Voordat Knitter een aantal voorbeelden geeft van de praktijk van de dialoog in India, maakt hij eerst duidelijk waarom interreligieuze dialoog in India noodzakelijk is, maar ook waarom deze moeilijk en soms zelfs onmogelijk is.

In een land als India waar zoveel verschillende religieuze gemeenschappen door elkaar leven, maar ook een land waar sprake is van onderdrukking, ongelijkheid, armoede, interne spanningen, is het voor Knitter al snel duidelijk dat een interreligieuze dialoog als doel de menselijke bevrijding moet hebben. Volgens Knitter zijn het namelijk de religies die streven naar het goede voor ieder mens. Knitter ontdekte zelfs onder vele organisatoren van seculiere sociale actie groepen een inzicht dat de burgers van India moeten inzien dat juist vanuit hun religieuze tradities ze iets kunnen doen voor verandering in de sociale situatie van uitbuiting. Om dit te bekrachtigen citeert Knitter woorden die gesproken zijn tijdens een ontmoeting van een groep van Indiase Jezuïeten in april 1989 in Pune; ‘In India no effective social change can take place which does not tap the power of religiosity of the masses. The only successful social movements in concrete have been religious in inspiration.’126 Dat er veel meer nodig is dan interreligieuze dialoog, zal echter blijken.

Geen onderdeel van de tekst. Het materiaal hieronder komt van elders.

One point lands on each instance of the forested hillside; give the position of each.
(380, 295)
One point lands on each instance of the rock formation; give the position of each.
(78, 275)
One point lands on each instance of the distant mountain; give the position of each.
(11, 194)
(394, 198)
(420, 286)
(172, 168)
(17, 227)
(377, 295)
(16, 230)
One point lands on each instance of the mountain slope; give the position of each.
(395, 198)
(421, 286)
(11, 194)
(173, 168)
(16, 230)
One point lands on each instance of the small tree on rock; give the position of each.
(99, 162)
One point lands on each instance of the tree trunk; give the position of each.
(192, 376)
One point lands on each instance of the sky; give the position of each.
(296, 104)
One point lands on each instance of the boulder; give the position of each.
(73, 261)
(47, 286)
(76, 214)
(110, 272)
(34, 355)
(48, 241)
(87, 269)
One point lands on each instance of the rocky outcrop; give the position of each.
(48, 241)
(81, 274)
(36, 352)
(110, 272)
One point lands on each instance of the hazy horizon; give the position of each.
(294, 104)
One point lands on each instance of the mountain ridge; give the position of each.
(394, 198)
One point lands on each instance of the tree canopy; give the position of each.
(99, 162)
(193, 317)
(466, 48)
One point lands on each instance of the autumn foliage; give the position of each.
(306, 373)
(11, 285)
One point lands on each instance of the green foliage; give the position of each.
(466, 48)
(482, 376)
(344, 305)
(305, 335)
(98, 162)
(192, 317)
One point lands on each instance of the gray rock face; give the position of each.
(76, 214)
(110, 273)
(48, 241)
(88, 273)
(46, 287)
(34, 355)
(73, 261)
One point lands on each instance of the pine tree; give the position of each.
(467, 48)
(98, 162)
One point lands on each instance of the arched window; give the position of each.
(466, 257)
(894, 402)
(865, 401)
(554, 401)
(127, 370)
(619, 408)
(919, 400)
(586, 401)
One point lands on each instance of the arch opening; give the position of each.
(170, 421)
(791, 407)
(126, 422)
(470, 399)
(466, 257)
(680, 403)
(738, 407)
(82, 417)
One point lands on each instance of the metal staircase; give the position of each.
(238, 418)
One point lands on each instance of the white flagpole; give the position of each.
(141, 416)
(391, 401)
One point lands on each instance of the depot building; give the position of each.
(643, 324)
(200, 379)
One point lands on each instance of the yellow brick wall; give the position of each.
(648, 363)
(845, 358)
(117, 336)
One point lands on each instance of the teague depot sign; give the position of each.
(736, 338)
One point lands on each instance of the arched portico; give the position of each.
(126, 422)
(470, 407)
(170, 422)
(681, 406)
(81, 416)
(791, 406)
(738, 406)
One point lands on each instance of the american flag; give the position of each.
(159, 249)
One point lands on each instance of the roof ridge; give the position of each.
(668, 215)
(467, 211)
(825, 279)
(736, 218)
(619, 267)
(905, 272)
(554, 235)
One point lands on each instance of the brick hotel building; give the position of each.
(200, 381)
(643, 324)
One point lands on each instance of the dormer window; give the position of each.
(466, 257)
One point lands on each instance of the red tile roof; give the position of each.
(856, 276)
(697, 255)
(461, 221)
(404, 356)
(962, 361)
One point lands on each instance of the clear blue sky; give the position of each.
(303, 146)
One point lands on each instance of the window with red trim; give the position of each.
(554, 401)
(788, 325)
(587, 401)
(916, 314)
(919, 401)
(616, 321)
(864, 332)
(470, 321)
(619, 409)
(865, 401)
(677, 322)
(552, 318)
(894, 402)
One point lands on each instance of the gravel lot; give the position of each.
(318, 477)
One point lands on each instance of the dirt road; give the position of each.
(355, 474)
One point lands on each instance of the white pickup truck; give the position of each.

Iets wat Knitter ook herhaaldelijk hoorde in India en in zijn boek hiervoor Walter Fernandes van het Indiase Sociale Instituut in Delhi met instemming aan het woord laat, is:

A liberation theology in India cannot be Christian. It would have to be interreligious. Hindus, Sikhs, Muslims, and Christians would have to search together each one finding his/her own religious tradition and respecting one another’s expression…the same scriptures, for example, have been used as support by the subordinate classes in their struggle to be equal as well as by the ruling classes to assert their domination. The dividing line was the class option. This is the challenge in India. It would have to be an inter-religious option. To evolve a liberation theology, persons of different religious traditions would have to search for the prophetic elements in the context of their common option to support those who are struggling to free themselves from oppression.127

Knitter wil hier weer mee aantonen dat religie het middel is om ongelijkheid op te heffen. Religie wordt misbruikt door mensen, de mensen moeten de ware betekenis van de geschriften laten zien. En dit moet gezamenlijk gebeuren.

Met het oog hierop, vervolgt Knitter, kwam de Roman Catholic Indian Theological Association tijdens de jaarlijkse ontmoetingen in 1988 en 1989 tot de volgende conclusies: “We became convinced that any authentic and living theology of religious pluralism can emerge only from the context of an interreligious praxis of liberation, dialogue, and inculturation.” (Indian Theological Association 1989, no. 4). “We in India are aware that this liberation process cannot be successfully achieved by only one community or ideological group alone. The different communities have to come together for the transformation of society and for the betterment of ‘Man’ who is their common centre as well as their rallying point” (Indian Theological Association 1988, no. 25).128

Tot nu toe zijn het alleen mensen van de christelijke kant die er net zoals Knitter van overtuigd zijn dat de problemen in India alleen met interreligieuze dialoog opgelost kunnen worden. Wat is dan de mening van de hindoes en de moslims? Knitter noemt een aantal van hen die ook openstaan voor dialoog. Dit is echter wel veel geringer en dit aantal is minder georganiseerd dan bij de christenen. Straks zal ik op de redenen hiervoor uitgebreider ingaan.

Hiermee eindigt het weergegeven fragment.